By: Carleton Rivers, RD
|7 Quick Tips|
|1. Be as specific as possible with your goal|
|2. Put your goal in writing|
|3. Set small objectives|
|4. Reach out for support|
|5. If you slip up, don't give up|
|6. Keep a food diary|
|7. Reward yourself for small accomplishments|
1. Specificity is key
Focus on one specific resolution or goal for the New Year. It is important that your resolution is a goal that is measureable. For example, instead of just saying that you want to lose weight this New Year, decide on a specific weight amount that you are striving to lose within a certain period of time. You may find it helpful to specify ways that you will achieve your goal.
2. Seeing is believing
Write down what your resolution or goal is for the New Year and post it where you can see it on a daily basis (bedroom mirror, office cubicle, refrigerator, or bulletin board). Share your goal with friends through social media so that they can help you stay committed.
3. Set small objectives
To make a goal seem more achievable, try setting small objectives. For example, if your goal is to eat more fruits and vegetables and less junk food, an appropriate objective would be to not buy potato chips at the grocery store (if that is your weakness). Once you feel as if you have mastered one objective, move on to the next.
4. Don't be afraid to reach out for support
If you are having trouble sticking with changes, a support system made up of your friends or family can supply the motivation you may be lacking. Sometimes just vocalizing your feelings may help you overcome temptation.
5. If you slip up, don't give up
Try not to be so hard on yourself; a positive attitude can take you a long way. If you splurge on a piece of cake for dessert, don’t let that be an excuse to give up on your resolution. You are human and no one is perfect. Counteract your mistake by eating a little less the next day or exercising a bit more and get right back on your path to achieving your goal.
6. Keep a food diary
You may find it helpful to keep a food diary for at least a week to see how much you are really eating. Write down everything you eat and drink in a 24 hour period. Include the time of day and how you are feeling. This may help you target any emotional eating that might be occurring. Include portion sizes (how much of each item you consume) because you may not realize how much you are actually eating when you help yourself to seconds or thirds at meal time. Record the amount of calories and fat grams so that you can identify the foods that you should reduce or avoid. There are many free phone apps that can help you find the nutrition facts for food. Calorie King is a wonderful website and app that supplies nutrition information on a variety of foods. For diabetics, my favorite free phone app is GoMeals. On this app, you are able to keep a food, activity and blood sugar diary right there on your phone. Be sure to write down any items you snack on because this is where calories can add up quickly without you even knowing!

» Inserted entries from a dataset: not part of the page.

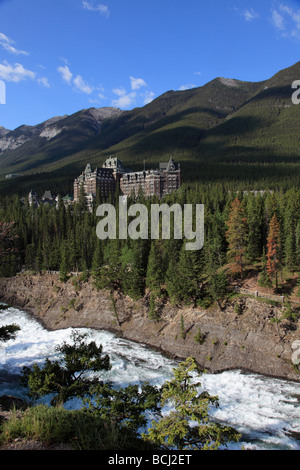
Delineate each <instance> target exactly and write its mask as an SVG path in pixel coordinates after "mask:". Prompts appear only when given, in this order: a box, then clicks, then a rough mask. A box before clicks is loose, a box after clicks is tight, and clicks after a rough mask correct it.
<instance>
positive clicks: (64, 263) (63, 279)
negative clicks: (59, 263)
mask: <svg viewBox="0 0 300 470" xmlns="http://www.w3.org/2000/svg"><path fill="white" fill-rule="evenodd" d="M68 272H69V267H68V254H67V249H66V243H63V244H62V247H61V263H60V267H59V279H60V281H61V282H66V281H67V280H68Z"/></svg>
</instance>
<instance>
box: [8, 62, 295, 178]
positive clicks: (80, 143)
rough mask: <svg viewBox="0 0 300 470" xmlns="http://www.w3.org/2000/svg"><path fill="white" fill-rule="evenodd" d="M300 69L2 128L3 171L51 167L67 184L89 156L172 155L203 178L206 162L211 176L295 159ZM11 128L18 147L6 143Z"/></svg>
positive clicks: (26, 176)
mask: <svg viewBox="0 0 300 470" xmlns="http://www.w3.org/2000/svg"><path fill="white" fill-rule="evenodd" d="M299 77H300V62H297V63H296V64H294V65H292V66H291V67H288V68H286V69H283V70H281V71H279V72H277V73H276V74H275V75H273V76H272V77H271V78H269V79H267V80H263V81H260V82H247V81H241V80H237V79H234V78H224V77H217V78H215V79H213V80H211V81H210V82H208V83H206V84H204V85H203V86H201V87H198V88H192V89H189V90H184V91H173V90H170V91H167V92H165V93H163V94H162V95H161V96H159V97H157V98H156V99H154V100H153V101H152V102H151V103H149V104H147V105H145V106H144V107H141V108H134V109H132V110H130V111H122V110H120V109H118V108H87V109H85V110H80V111H78V112H77V113H74V114H72V115H69V116H62V117H54V118H50V119H49V120H47V121H45V122H44V123H41V124H39V125H37V126H33V128H32V127H30V126H20V127H19V128H17V129H15V130H14V131H8V132H7V133H5V134H4V135H2V137H1V134H0V149H1V148H2V152H1V153H0V177H1V176H2V177H4V176H5V174H7V173H22V174H23V177H24V176H25V177H26V178H27V180H28V179H30V178H31V179H32V180H37V178H38V176H37V175H38V174H39V175H40V174H45V175H46V174H47V175H48V179H49V181H50V182H51V181H53V180H54V179H55V178H57V175H58V174H60V175H63V173H64V172H66V173H68V177H67V176H66V175H65V176H64V177H63V176H62V178H64V179H65V181H66V182H67V184H68V185H69V187H70V184H71V181H72V178H73V177H74V175H76V173H77V174H78V172H81V171H82V167H83V166H84V165H85V164H86V163H88V162H89V163H91V164H92V165H95V166H96V165H97V166H99V165H101V164H102V163H103V161H104V160H105V158H106V156H107V155H114V156H118V158H120V159H121V160H122V161H123V162H124V164H125V166H126V167H131V168H133V169H137V168H140V167H141V165H142V164H143V161H144V160H145V161H146V167H149V168H150V167H153V166H155V165H157V164H158V162H159V161H160V160H161V159H163V160H165V159H166V158H168V157H169V156H170V155H172V156H173V157H174V158H175V159H177V160H178V161H180V162H181V163H182V171H183V174H184V176H185V178H186V179H187V180H190V179H191V180H192V179H199V178H201V177H202V174H203V171H202V170H203V168H204V167H205V177H206V178H213V174H215V175H216V177H220V176H221V174H220V172H222V167H224V165H227V166H226V168H227V169H228V171H229V169H230V171H231V173H232V176H233V177H236V172H237V168H238V167H239V165H246V164H247V165H248V166H249V168H250V172H254V171H257V169H258V167H259V166H261V165H262V164H265V163H269V164H271V163H274V164H275V163H276V164H278V163H279V162H285V161H286V162H289V163H292V164H296V163H298V160H299V148H298V139H297V121H298V119H299V117H300V116H299V107H297V106H295V105H293V104H292V101H291V97H292V93H293V90H292V88H291V85H292V83H293V81H294V80H297V79H298V78H299ZM46 123H47V124H46ZM33 131H34V132H33ZM32 132H33V134H34V135H32ZM41 134H42V139H41ZM12 136H14V138H15V139H16V145H15V148H8V147H9V145H8V146H7V147H6V148H5V142H8V141H9V139H11V138H12ZM30 136H31V137H30ZM18 139H19V140H18ZM22 139H23V140H22ZM1 143H2V144H1ZM1 145H2V147H1ZM26 178H25V179H26ZM45 178H46V176H45ZM24 181H25V180H24Z"/></svg>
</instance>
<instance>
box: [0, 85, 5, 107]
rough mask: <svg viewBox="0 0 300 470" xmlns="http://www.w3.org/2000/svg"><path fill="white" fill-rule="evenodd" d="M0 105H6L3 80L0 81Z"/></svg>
mask: <svg viewBox="0 0 300 470" xmlns="http://www.w3.org/2000/svg"><path fill="white" fill-rule="evenodd" d="M0 104H6V87H5V83H4V81H3V80H0Z"/></svg>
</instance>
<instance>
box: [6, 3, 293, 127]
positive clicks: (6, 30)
mask: <svg viewBox="0 0 300 470" xmlns="http://www.w3.org/2000/svg"><path fill="white" fill-rule="evenodd" d="M102 2H103V3H102ZM299 52H300V1H299V0H298V1H296V0H282V1H281V0H278V1H277V0H226V1H225V0H26V1H25V0H0V126H3V127H5V128H7V129H15V128H17V127H18V126H20V125H23V124H27V125H36V124H39V123H41V122H43V121H45V120H47V119H49V118H51V117H54V116H63V115H66V114H69V115H70V114H72V113H75V112H77V111H79V110H81V109H86V108H91V107H95V108H101V107H107V106H115V107H119V108H121V109H124V110H130V109H133V108H135V107H141V106H144V105H145V104H147V103H149V102H151V100H153V99H155V98H157V97H158V96H160V95H161V94H163V93H165V92H166V91H169V90H184V89H188V88H193V87H199V86H202V85H204V84H205V83H207V82H209V81H210V80H213V79H214V78H216V77H226V78H234V79H238V80H245V81H254V82H256V81H261V80H266V79H268V78H270V77H272V76H273V75H274V74H275V73H277V72H278V71H279V70H282V69H284V68H286V67H289V66H291V65H293V64H295V63H296V62H298V61H299V60H300V59H299ZM299 79H300V77H299ZM1 87H2V88H1ZM1 90H2V91H1ZM3 90H4V91H3ZM4 92H5V94H4Z"/></svg>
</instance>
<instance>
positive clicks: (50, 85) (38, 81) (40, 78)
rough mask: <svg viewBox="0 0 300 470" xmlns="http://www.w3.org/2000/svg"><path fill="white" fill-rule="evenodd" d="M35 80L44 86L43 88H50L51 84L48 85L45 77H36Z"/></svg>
mask: <svg viewBox="0 0 300 470" xmlns="http://www.w3.org/2000/svg"><path fill="white" fill-rule="evenodd" d="M37 82H38V83H39V84H40V85H42V86H44V87H45V88H51V85H50V83H49V81H48V78H47V77H41V78H38V80H37Z"/></svg>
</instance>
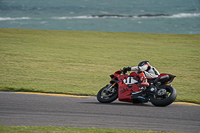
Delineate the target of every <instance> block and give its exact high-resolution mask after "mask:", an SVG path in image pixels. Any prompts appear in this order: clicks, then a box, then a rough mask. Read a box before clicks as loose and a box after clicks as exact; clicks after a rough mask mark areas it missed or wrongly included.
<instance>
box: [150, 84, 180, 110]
mask: <svg viewBox="0 0 200 133" xmlns="http://www.w3.org/2000/svg"><path fill="white" fill-rule="evenodd" d="M160 88H161V89H160ZM160 88H159V89H158V91H157V95H151V96H150V101H151V103H152V104H153V105H155V106H162V107H164V106H168V105H170V104H171V103H172V102H174V101H175V99H176V96H177V92H176V89H175V88H174V87H172V85H163V86H160ZM159 90H160V92H159ZM165 90H166V91H165ZM163 92H166V93H164V94H162V93H163ZM158 94H159V95H158Z"/></svg>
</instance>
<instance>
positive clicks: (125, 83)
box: [123, 77, 138, 84]
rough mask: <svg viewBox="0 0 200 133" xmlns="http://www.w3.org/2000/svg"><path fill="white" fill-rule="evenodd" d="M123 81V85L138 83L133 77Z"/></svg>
mask: <svg viewBox="0 0 200 133" xmlns="http://www.w3.org/2000/svg"><path fill="white" fill-rule="evenodd" d="M123 81H124V83H125V84H135V83H137V82H138V81H137V80H135V79H134V78H133V77H128V78H127V79H124V80H123Z"/></svg>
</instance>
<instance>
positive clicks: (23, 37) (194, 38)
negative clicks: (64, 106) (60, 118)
mask: <svg viewBox="0 0 200 133" xmlns="http://www.w3.org/2000/svg"><path fill="white" fill-rule="evenodd" d="M199 55H200V35H199V34H192V35H189V34H148V33H124V32H91V31H49V30H28V29H2V28H0V68H1V69H0V79H1V80H0V90H4V91H35V92H50V93H66V94H77V95H92V96H94V95H96V94H97V92H98V90H99V89H100V88H102V87H103V86H105V85H106V84H107V83H109V80H110V78H109V75H110V74H112V73H113V72H115V71H116V70H118V69H120V68H123V67H127V66H137V64H138V63H139V62H140V61H142V60H149V61H150V63H151V65H152V66H154V67H156V68H157V69H158V71H159V72H160V73H170V74H173V75H176V76H177V77H176V78H175V80H174V82H173V83H172V84H173V86H174V87H175V88H176V90H177V93H178V96H177V99H176V101H186V102H194V103H200V97H199V94H200V89H199V86H200V80H199V79H200V56H199Z"/></svg>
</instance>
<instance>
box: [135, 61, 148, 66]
mask: <svg viewBox="0 0 200 133" xmlns="http://www.w3.org/2000/svg"><path fill="white" fill-rule="evenodd" d="M145 64H147V65H148V66H150V64H149V61H141V62H140V63H139V64H138V67H141V66H143V65H145Z"/></svg>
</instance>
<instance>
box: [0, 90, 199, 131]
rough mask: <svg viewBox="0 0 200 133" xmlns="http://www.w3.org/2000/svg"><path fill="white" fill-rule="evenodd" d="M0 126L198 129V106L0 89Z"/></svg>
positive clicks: (122, 128)
mask: <svg viewBox="0 0 200 133" xmlns="http://www.w3.org/2000/svg"><path fill="white" fill-rule="evenodd" d="M0 125H8V126H49V125H51V126H68V127H96V128H115V129H133V130H150V129H151V130H153V131H172V130H173V131H180V132H194V133H198V132H199V131H200V106H188V105H176V104H173V105H170V106H167V107H155V106H153V105H152V104H150V103H148V104H131V103H124V102H119V101H115V102H113V103H110V104H101V103H99V102H98V101H97V100H96V98H94V97H81V98H75V97H58V96H48V95H46V96H44V95H32V94H16V93H9V92H0Z"/></svg>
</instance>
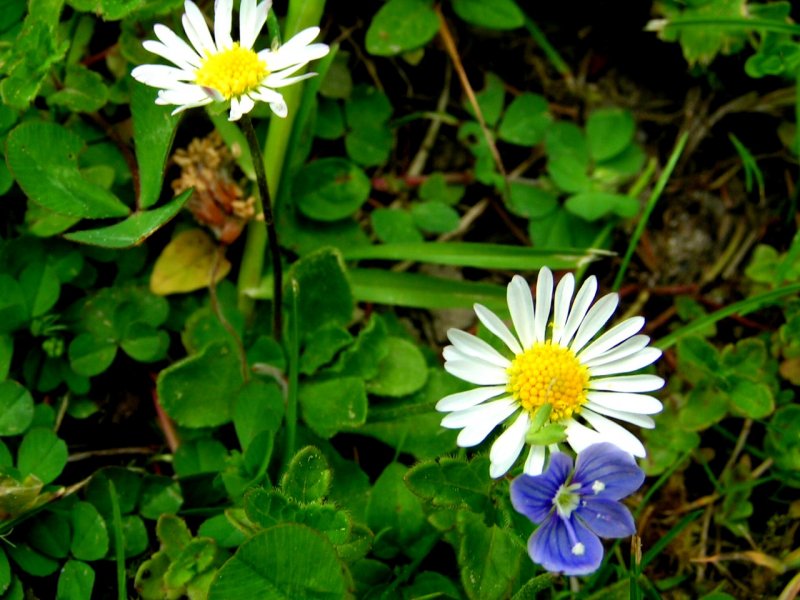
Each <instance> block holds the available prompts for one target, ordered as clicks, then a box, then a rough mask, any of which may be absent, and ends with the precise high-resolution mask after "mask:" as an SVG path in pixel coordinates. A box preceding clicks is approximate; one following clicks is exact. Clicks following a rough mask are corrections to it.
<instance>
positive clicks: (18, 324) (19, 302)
mask: <svg viewBox="0 0 800 600" xmlns="http://www.w3.org/2000/svg"><path fill="white" fill-rule="evenodd" d="M28 318H29V314H28V309H27V303H26V301H25V294H24V292H23V291H22V287H21V286H20V284H19V283H18V282H17V280H16V279H14V278H13V277H11V276H10V275H6V274H5V273H0V331H2V332H9V331H14V330H15V329H17V328H18V327H20V326H21V325H22V324H23V323H25V322H26V321H27V320H28Z"/></svg>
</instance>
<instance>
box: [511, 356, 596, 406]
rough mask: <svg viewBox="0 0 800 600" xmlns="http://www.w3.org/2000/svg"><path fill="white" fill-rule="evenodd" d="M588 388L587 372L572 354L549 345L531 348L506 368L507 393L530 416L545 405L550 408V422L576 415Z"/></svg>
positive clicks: (584, 400)
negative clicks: (506, 373)
mask: <svg viewBox="0 0 800 600" xmlns="http://www.w3.org/2000/svg"><path fill="white" fill-rule="evenodd" d="M588 384H589V369H587V368H586V367H585V366H584V365H582V364H581V363H580V361H579V360H578V358H577V357H576V356H575V353H574V352H572V350H570V349H569V348H564V347H563V346H559V345H558V344H552V343H550V342H540V343H537V344H534V345H533V346H531V347H530V348H528V349H527V350H525V352H523V353H522V354H518V355H517V356H516V357H515V358H514V360H513V361H511V366H510V367H508V391H509V393H511V394H513V396H514V398H515V399H516V400H517V401H519V403H520V404H521V405H522V407H523V408H524V409H525V410H527V411H528V412H529V413H531V414H533V413H534V412H536V409H538V408H539V407H540V406H544V405H545V404H549V405H550V406H552V412H551V413H550V421H551V422H558V421H561V420H562V419H566V418H568V417H570V416H572V415H573V414H576V413H578V412H580V410H581V405H582V404H583V403H584V402H586V389H587V386H588Z"/></svg>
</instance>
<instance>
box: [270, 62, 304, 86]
mask: <svg viewBox="0 0 800 600" xmlns="http://www.w3.org/2000/svg"><path fill="white" fill-rule="evenodd" d="M304 66H305V65H298V66H297V68H298V69H300V68H302V67H304ZM292 72H294V70H293V71H292ZM285 75H286V71H280V72H279V73H270V74H269V75H267V78H266V79H265V80H264V81H262V82H261V83H262V85H265V86H267V87H271V88H282V87H286V86H289V85H294V84H295V83H297V82H298V81H304V80H306V79H308V78H310V77H316V76H317V74H316V73H303V74H302V75H296V76H294V77H286V76H285Z"/></svg>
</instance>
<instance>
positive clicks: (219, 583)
mask: <svg viewBox="0 0 800 600" xmlns="http://www.w3.org/2000/svg"><path fill="white" fill-rule="evenodd" d="M346 589H347V582H346V580H345V575H344V567H343V565H342V564H341V562H340V561H339V558H338V557H337V556H336V552H335V550H334V549H333V546H332V545H331V544H330V542H329V541H328V540H327V539H325V538H324V537H323V536H321V535H320V534H318V533H317V532H315V531H313V530H312V529H310V528H308V527H306V526H304V525H297V524H292V523H287V524H283V525H277V526H275V527H270V528H269V529H266V530H264V531H262V532H260V533H258V534H256V535H255V536H253V537H252V538H250V539H249V540H247V541H246V542H244V543H243V544H242V545H241V546H240V547H239V549H238V550H237V552H236V554H234V556H233V558H231V559H230V560H228V561H227V562H226V563H225V564H224V565H223V566H222V568H221V569H220V571H219V573H218V574H217V577H216V579H214V581H213V582H212V584H211V589H210V590H209V594H208V600H234V599H242V600H244V599H249V598H287V599H288V598H307V599H308V600H312V599H313V600H339V599H340V598H343V597H345V591H346Z"/></svg>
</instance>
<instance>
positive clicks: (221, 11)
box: [214, 0, 233, 51]
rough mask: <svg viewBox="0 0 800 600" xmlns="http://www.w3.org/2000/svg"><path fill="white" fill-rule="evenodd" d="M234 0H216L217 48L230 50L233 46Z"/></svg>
mask: <svg viewBox="0 0 800 600" xmlns="http://www.w3.org/2000/svg"><path fill="white" fill-rule="evenodd" d="M232 13H233V0H214V40H215V41H216V42H217V50H218V51H222V50H229V49H230V48H232V47H233V39H231V16H232Z"/></svg>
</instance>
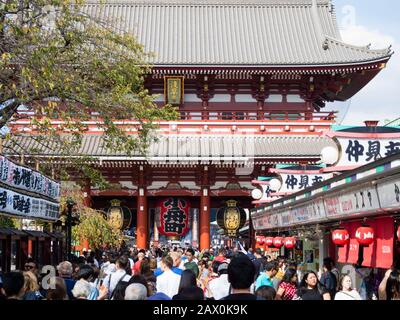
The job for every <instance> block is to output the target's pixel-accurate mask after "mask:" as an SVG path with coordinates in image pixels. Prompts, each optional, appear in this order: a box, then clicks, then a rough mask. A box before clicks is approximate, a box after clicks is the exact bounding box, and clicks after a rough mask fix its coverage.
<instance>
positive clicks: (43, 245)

7. Don't forget to reward yourself
Decide on how you will reward yourself for achieving small milestones so you have something to look forward to. For example, if your resolution is to lose 60 pounds within the next year, make your reward a new pair of shoes for every 10 pounds that you are able to lose. Avoid choosing a reward that will put you further from achieving your goal. If your New Year’s resolution is to lose weight, I do not recommend rewarding yourself with food!